Brexit uncertainty continues to be the key determinant of sterling’s movement in the coming quarters. Market consensus signals that GBPUSD would rally as much as 4% in 6 months and about 6% in 2019. The forecasts are based on the assumption of a smooth Brexit. We are, however, skeptical over such optimism. We expect that the UK Parliament would eventually ratify the Withdrawal Agreement, avoiding a no-deal Brexit. Yet, this is just the beginning of the Brexit process. As the UK officially leaves EU on the deadline of March 29 and enters the 21-month transition period, negotiations of future trade relations with the EU would be again create uncertainty in the well being of UK’s economy and BOE monetary policy.
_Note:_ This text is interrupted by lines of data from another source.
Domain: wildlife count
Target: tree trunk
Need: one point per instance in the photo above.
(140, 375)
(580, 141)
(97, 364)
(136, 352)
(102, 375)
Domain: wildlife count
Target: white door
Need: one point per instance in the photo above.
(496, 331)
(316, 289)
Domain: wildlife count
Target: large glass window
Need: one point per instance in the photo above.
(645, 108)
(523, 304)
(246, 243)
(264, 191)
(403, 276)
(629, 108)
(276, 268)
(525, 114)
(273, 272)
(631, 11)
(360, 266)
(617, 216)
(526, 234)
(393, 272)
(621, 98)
Volatility in GBP should persist in 2019.
Brexit Uncertainty Remains after March 29
The UK Parliament is expected to vote on the Withdrawal Agreement on January 15, after PM Theresa May called off a vote last month amidst doomed defeat. While refusing a second referendum and extending the Brexit process, May vowed that she would seek further “assurances” from the EU on issues such “measures specific to Northern Ireland” and “a greater role for parliament as we take these negotiations forward into the next stage for our future relationship”. We expect some tactical changes in the agreement might lead to eventual approval by the MPs. Despite the threats from hardliner Brexiteers, they are probably unwilling to bear the sin of contributing to no-deal Brexit.
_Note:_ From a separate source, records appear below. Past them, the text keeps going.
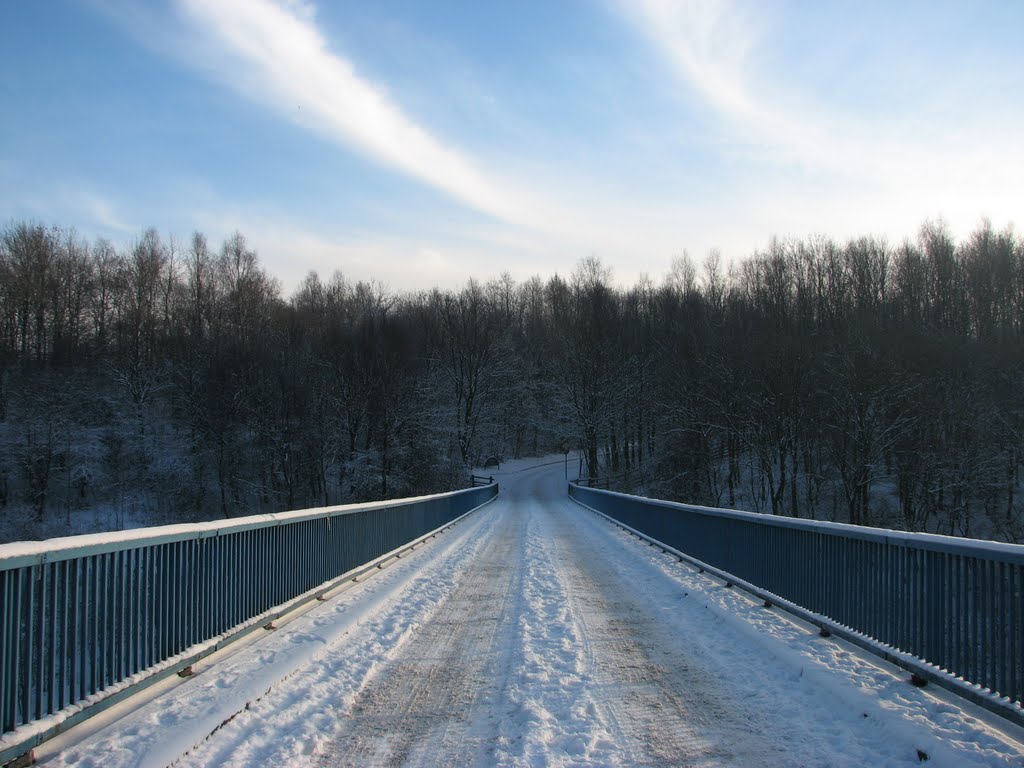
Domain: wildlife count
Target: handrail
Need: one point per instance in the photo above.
(952, 609)
(85, 617)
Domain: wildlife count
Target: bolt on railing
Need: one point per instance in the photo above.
(84, 615)
(954, 604)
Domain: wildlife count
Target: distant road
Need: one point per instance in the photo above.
(536, 633)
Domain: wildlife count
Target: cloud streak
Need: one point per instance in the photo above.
(949, 166)
(274, 54)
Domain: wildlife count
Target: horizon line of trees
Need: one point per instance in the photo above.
(862, 381)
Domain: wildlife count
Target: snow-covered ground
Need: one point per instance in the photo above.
(536, 633)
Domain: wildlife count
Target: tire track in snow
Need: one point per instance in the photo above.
(659, 698)
(425, 708)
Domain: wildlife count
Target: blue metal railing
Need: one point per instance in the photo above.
(954, 604)
(82, 615)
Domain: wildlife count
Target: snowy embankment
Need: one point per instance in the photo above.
(536, 633)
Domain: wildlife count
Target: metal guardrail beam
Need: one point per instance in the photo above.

Yet, approval of the Withdrawal Agreement does not mean the dust is settled. Indeed, this marks the beginning of a more critical stage. As UK enters the 21-month transition period, negotiations on future trade relations with the EU starts. The negotiations involve discussion on UK-EU trade relations from 2021 onwards. For the UK, tt is a matter of trade-off between sovereignty and free- trade privileges. Although PM May had attempted to entangle trade issues with the divorce bills and Irish border, the EU stood firm and insisted on separating trade issues from the withdrawal deal. We expect EU would remain assertive in trade negotiations. This would not bode well for the UK. After all, leaving the single market, which has taken up 40% of UK exports and contributed about 45% of UK’s imports, is prone to have tremendous impacts on UK’s economy.
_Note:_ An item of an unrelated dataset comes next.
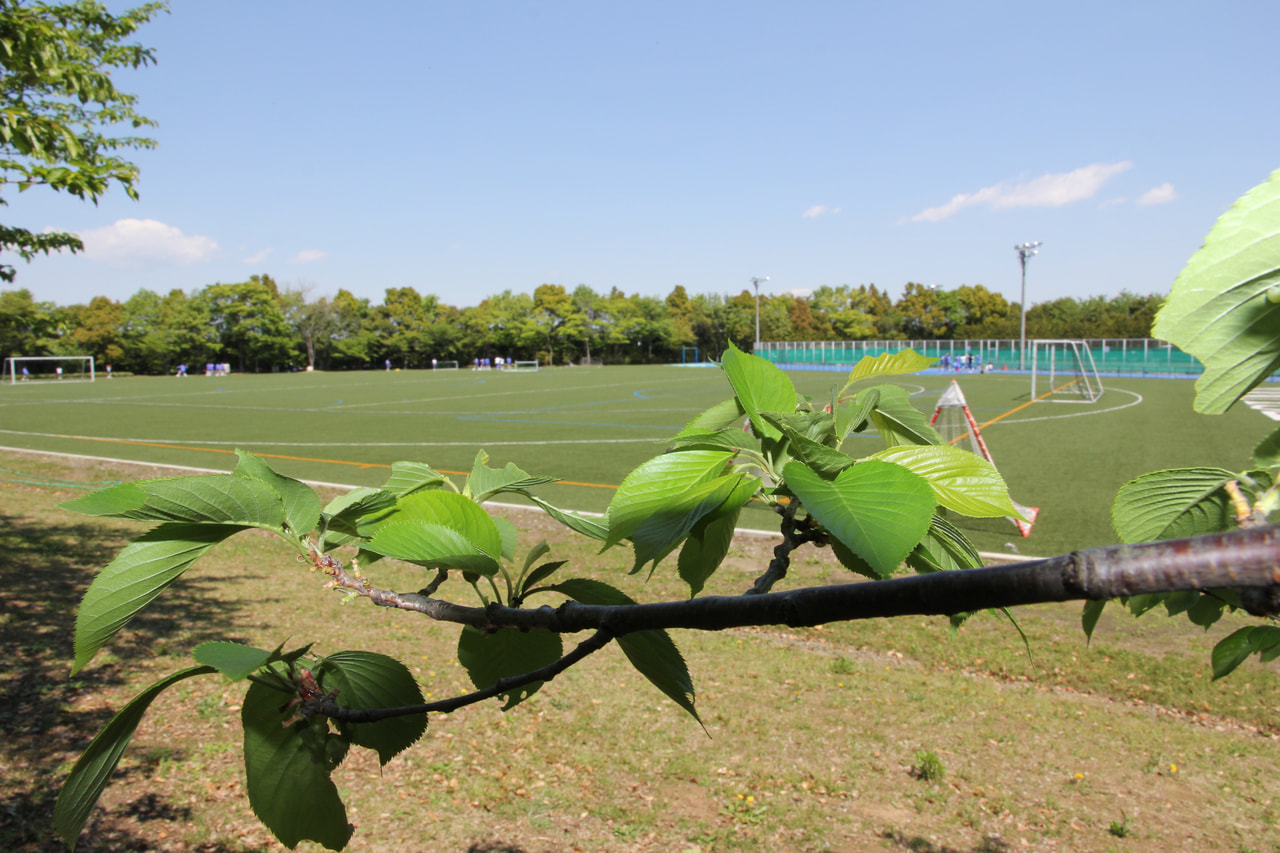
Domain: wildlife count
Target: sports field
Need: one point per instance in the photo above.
(590, 425)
The latest Markit report shows that the country’s manufacturing PMI rose to a 6-month high of 54.2 in December. Note, however, that the strong reading was driven by rises in new business and stocks of purchases. Rather than showing confidence in the Brexit outlook, these signaled producers and customers, both at home and overseas, are preparing for the hard time in case of Brexit disruption. Services PMI climbed +0.8 point higher to 51.2 in December. This was compared with a 28-month low made a month ago. indeed, the final two months of 2018 saw the weakest back-to-back expansions of business activity since late-2012. As noted in the accompanying statement, the companies surveyed indicated their anxiety over Brexit and need for “clarity on Brexit” so as to “prevent the economy sliding into contraction”.
UK’s economy has been struggling over the past year. Although growth has been picked up from the exceptionally weak first quarter, the recovery is mild. Monthly data suggest that has been flat in August and September, before showing a +0.1% expansion in October. From 3-month basis, GDP grew +0.4% in the three months to October, easing from +0.6% in the three months to September. According to the government, “GDP growth slowed going into the autumn after a strong summer, with a softening in services sector growth mainly due to a fall in car sales”. “This was offset by a strong showing from IT and accountancy”. For the first 10 months of the year, GDP has gained +1% from the end of the prior year.
Inflation has remained above BOE’s +2% target. However, it has been falling from the +3.1% peak in November 2017. The central bank should feel less urgent to raise interest rate to curb inflation.
BOE Monetary Policy
The central bank’s monetary policy is also highlt dependent on Brexit. As such, forecast BOE’s rate hikes is as challenging as forecasting the outlook of sterling. Prolonged Brexit uncertainty might delay rate hike. BOE increased the policy rate twice (November 2017 and August 2018) after the 2007/08 global financial crisis. Both hikes were triggered by soaring inflation and adopted reluctantly by the central bank. If inflation steadies or continues its downtrend this year, BOE would prefer to take a wait-and- see mode, trying to leaving the policy rate as low levels so that it would not interrupt the economic recovery. The consensus (Reuters poll) forecasts that there would one rate hike by BOE this year, taking the bank rate from the current 0.75% to 1%.